Are governments deliberately poisoning the cryptographic/cryptocurrency well?
Introduction
I will try to keep this brief. It is a complex subject and I will apologise in advance as it is not my area of scientific expertise so unlike medical sciences I am merely a fascinated layman.
I know we probably have at least a few people on here who will be well versed in the mathematics of cryptographic technique and I would be grateful for your input on this matter.
I was inspired to write this today by reading an article on Ars Techica. I would highly recommend reading it:
"NSA could put undetectable “trapdoors” in millions of crypto keys" - Ars Technica.
I think it raises some important questions about government activity that many of us may often wonder about, particularly within cryptocurrencies where we tend to be of a more libertarian (small government) mindset or even a fully anarchistic mindset.
That said, please take this post with the colloquial "pinch of salt". I don't want people to get too alarmed. I just think we need to think about such things and be vigilant.
I will apologise in advance for my stupidity and ignorance. There will also be kittens at the end as always.
The gist of the article
The article covers how researchers have devised a way to create backdoors in encryption methods (Diffie-Hellman in this case) that are virtually impossible to detect.
From what I understand a lot of encryption methods make use of very large prime numbers to carry out calculations which are prohibitively difficult (computationally) to solve.

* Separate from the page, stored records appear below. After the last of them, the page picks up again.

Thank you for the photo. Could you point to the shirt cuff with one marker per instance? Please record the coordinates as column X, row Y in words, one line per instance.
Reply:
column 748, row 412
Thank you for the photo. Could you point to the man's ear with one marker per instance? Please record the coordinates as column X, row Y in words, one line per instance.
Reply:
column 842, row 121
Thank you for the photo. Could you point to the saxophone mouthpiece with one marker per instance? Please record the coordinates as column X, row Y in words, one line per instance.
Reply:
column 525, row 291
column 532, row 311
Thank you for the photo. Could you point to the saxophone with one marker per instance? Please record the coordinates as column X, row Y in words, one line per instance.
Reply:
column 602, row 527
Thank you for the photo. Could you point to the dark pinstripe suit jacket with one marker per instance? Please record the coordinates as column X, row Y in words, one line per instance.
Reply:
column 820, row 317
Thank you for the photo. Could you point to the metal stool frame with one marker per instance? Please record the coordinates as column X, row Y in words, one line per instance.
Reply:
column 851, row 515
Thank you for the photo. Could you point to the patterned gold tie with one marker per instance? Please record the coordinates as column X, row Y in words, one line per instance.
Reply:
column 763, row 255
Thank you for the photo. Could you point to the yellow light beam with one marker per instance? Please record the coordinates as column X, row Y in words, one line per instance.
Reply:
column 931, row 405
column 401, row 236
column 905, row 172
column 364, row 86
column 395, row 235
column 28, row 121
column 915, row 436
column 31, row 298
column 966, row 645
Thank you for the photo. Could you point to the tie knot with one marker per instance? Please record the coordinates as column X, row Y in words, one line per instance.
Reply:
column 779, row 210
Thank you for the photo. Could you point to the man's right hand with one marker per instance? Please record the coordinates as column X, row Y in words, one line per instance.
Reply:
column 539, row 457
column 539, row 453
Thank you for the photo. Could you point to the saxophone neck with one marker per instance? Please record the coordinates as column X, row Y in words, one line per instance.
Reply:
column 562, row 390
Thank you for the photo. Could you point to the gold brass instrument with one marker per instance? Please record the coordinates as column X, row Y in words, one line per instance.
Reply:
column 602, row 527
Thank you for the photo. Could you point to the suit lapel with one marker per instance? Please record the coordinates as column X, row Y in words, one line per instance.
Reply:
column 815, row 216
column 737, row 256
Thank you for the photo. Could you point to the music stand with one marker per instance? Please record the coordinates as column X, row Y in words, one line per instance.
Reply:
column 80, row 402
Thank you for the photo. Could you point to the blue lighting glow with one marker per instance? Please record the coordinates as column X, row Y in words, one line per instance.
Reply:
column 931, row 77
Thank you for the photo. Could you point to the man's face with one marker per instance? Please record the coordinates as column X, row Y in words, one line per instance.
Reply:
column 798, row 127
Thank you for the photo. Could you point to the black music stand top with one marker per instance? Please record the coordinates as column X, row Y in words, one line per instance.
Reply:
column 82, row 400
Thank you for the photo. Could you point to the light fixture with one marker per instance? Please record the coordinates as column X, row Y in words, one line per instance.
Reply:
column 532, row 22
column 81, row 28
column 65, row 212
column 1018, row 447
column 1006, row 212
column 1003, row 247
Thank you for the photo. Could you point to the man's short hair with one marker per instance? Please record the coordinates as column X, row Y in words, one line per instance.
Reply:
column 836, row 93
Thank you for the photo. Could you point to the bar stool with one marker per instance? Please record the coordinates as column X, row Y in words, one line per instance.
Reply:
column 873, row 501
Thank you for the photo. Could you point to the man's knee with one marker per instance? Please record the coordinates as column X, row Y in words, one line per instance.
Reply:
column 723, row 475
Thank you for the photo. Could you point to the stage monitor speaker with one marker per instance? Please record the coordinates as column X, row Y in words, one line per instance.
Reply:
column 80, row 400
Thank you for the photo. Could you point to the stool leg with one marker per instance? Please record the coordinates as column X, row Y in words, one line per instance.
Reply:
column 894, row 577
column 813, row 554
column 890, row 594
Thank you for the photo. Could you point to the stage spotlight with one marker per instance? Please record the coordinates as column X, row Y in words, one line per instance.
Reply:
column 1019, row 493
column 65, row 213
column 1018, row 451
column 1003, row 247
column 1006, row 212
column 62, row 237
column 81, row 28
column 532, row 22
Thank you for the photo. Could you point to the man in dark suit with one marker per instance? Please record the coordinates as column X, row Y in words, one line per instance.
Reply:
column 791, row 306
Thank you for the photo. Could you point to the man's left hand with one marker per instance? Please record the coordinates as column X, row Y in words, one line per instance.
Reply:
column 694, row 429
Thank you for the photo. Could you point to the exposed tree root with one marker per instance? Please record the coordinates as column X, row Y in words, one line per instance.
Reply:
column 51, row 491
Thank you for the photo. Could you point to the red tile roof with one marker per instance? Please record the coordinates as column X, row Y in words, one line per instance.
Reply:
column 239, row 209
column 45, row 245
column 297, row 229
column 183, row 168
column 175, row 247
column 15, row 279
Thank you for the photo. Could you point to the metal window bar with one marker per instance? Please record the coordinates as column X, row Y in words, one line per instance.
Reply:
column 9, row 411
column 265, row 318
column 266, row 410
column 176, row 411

The researchers were able to create primes with properties which made them easier to derive. As the article states:
" The researchers were able to break one of these weakened 1,024-bit primes in slightly more than two months using an academic computing cluster of 2,000 to 3,000 CPUs."
If researchers were able to do this it is a safe bet in my opinion that government agencies already know of this and have technology in place that allows them to do this much more rapidly and efficiently.
What takes the researchers 2 months may take hours or even minutes for the government with their computational resources.
Is the government putting out compromised primes already?
It is a really clever idea if you think about it.
It is the equivalent of one side in a war giving the other side equipment that allows them to evesdrop on what they are doing without them even realising it.
If you can compromise the communications of "the enemy" then you can potentially win the war before it even starts.
Poisoning the cryptographic well
Government agencies or private companies may be putting out a combination of compromised cryptography resources for us to use and integrate into our software.
This could take several forms by putting out the following types of resources:
1)Lists of compromised primes as described in the article.
2)Encryption methods/protocols that have a specific fatal flaw that is not readily apparent or publicly known they use an example known as Dual_EC_DRBG.
3)Random number generators/sources that are not fully random.
4)Other encryption resources, tools or software which may be backdoored to allow snooping by the right organisation.
The government would obviously not be open about doing this and some of these resources could be being put out covertly by companies acting as a "front" for the real source.
Is open source software a good place to hide exploits?
Further if I was the head of one of these agencies I would also be seeding this kind of material in open source software.
The open source movement is central to a lot of software development these days and there is kind of an attitude amongst the public at least that it is must be trustworthy.
It is developed by large groups of people but there is no centralised way of vetting who is actually working on the software or what their motivations are.
It could literally be anyone.
One would hope that with multiple people working on it any comporomises would be discovered and brought to light but who knows for sure?
If it was found it could just be called a flaw or a bug and patched. If not then I (as the government) would have a secret weapon that nobody else knew about.
Are we putting too much trust in the safety of open source?
Can we be sure that open source resources are clean and not being gamed by security agencies using these methods?
Cryptocurrencies and government agencies
This brings me to the issue of cryptocurrencies.
They are based on the whole in the principle of computationally expensive cryptography: -
Is it possible that something like bitcoin itself could have been compromised in this way?
One would hope that if it was, someone would have spotted it by now, - given all the very intelligent people who are constantly reviewing the code etc. but exploits are missed all the time.
You can never be sure to catch everything.
Was Satoshi a government agent?
My point is we don't know who Satoshi is or was. One of the theories was that he may have been a group within a security agency such as the NSA.
What if this was true and they had built in some almost invisble method that allowed them to manipulate the blockchain to their own ends?
- For example something that was so computationally expensive to the average user that they could never hope to break it or even consider it a problem but that could be broken easily with state resources.
You could get the very people who are against big government to buy into a new type of money/currency without even knowing that it was a government scheme.
I suppose the question would be to what ends?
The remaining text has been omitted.